For the second time in four races, the Sprint Cup Series visits a track that’s stingy when it comes to who gets into victory lane.
The first was Sonoma Raceway, where Kyle Busch ended a 10-year stretch of different drivers winning on the 12-turn road course. Now the host track is New Hampshire Motor Speedway, or “The Magic Mile,” which has had only one repeat winner in the last six years and 14 races.
A 1.058-mile track in Loudon, N.H., NHMS was once the playground of drivers named Jeff. From 1997 to 2000, Jeff Gordon and Jeff Burton combined to win six of eight races at the track. Burton holds the track record for wins at four.

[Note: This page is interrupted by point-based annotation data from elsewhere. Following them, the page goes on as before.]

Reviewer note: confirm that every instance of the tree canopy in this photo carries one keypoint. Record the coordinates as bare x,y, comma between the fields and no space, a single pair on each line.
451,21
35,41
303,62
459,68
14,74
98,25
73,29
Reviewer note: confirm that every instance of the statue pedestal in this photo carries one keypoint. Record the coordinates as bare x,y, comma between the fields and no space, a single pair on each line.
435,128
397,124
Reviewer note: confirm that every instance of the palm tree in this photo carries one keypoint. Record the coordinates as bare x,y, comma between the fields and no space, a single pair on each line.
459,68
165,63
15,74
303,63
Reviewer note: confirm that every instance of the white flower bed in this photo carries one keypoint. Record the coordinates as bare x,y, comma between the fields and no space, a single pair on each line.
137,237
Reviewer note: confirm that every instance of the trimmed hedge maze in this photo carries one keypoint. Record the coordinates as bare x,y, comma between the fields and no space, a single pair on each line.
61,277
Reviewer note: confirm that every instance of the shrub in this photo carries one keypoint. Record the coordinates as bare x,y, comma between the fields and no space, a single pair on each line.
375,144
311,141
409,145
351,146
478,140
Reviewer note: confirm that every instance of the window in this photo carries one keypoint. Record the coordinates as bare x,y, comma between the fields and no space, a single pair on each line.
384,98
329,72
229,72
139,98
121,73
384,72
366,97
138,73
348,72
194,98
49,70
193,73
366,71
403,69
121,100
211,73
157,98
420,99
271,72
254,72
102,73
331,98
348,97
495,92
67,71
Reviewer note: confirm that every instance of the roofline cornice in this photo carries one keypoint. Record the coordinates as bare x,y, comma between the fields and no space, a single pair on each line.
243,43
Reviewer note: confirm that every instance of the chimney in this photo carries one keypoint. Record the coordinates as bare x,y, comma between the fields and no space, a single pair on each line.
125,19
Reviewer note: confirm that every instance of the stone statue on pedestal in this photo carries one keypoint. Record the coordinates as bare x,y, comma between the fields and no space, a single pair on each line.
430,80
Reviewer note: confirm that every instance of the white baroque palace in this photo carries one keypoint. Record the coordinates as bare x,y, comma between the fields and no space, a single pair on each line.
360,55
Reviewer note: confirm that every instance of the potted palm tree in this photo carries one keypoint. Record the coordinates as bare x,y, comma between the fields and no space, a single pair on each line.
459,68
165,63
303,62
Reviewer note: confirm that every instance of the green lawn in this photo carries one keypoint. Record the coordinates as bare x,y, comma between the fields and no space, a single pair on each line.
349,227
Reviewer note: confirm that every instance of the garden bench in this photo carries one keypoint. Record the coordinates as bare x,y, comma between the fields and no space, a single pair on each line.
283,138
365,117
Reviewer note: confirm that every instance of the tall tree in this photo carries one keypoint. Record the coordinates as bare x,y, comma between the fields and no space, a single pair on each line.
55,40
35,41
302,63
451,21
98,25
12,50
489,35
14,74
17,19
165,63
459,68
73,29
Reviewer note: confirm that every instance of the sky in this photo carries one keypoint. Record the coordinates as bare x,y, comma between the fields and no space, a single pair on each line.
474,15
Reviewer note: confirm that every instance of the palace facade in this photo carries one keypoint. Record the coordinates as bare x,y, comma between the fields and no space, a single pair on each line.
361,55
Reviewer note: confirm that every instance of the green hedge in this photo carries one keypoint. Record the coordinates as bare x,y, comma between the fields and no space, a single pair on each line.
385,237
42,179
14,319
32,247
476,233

The 2000s brought a few repeat winners as Tony Stewart won twice, Jimmie Johnson swept in 2003 and Kurt Busch did the same in 2004, following it up with his third win in 2008.
But NHMS has become very sparing on whom it allows to celebrate with its trademark lobster trophy.
Starting with Busch’s win in July 2008, 14 races have occurred at Loudon with only one repeat winner, Joey Logano. Logano’s win last September in the second race of the Chase for the Sprint Cup was five years and 11 races after his first NHMS win in July 2009, which was also the first Cup win.
Outside of those two races, 12 other drivers have been first: Kurt Busch, Greg Biffle, Mark Martin, Johnson, Clint Bowyer, Ryan Newman, Stewart, Kasey Kahne, Denny Hamlin, Brian Vickers, Matt Kenseth and Brad Keselowski.
A driver that’s been close to earning multiple wins at NHMS is Kyle Busch, who won in 2006 but hasn’t been back. In three of the last four races, Busch has finished second while leading a total of 115 laps.
Busch said Loudon is similar to a larger version of 0.526-mile Martinsville Speedway.
“At Loudon, you’re looking at how good your fuel mileage is and you have to look at when you have to make your last pit stop since that’s what everyone looks at,” Busch said in a team release. “You end up running it almost like a road-course race because you do want to be the first guy on the last round of pit stops to pit. You want to get in there, get your tires and fuel, and then stay out the rest of the race and keep your track position since it’s so important there. It’s just a challenging race because it is so hard to pass there.”
Passing is a struggle at Loudon, said Stewart, who has three wins there (2000, 05′ and 11′).
“You can be a couple of 10ths faster than a guy, but it still takes you 20 laps to get by him,” Stewart said in a release. “There are other tracks on the circuit where it’s hard to pass, but we still go out and put on good shows there, too.”
In his last four races at Loudon, Stewart’s seventh last July was his only top-10 finish.
“If you miss on something, it can be a miserable day. It seems like you don’t see but three or four guys during the day that really hit it. That’s what makes a day there miserable when you miss,” Stewart said. “It seems like you can have bad track position, but if you have a car that drives well, you can drive your way to the front.”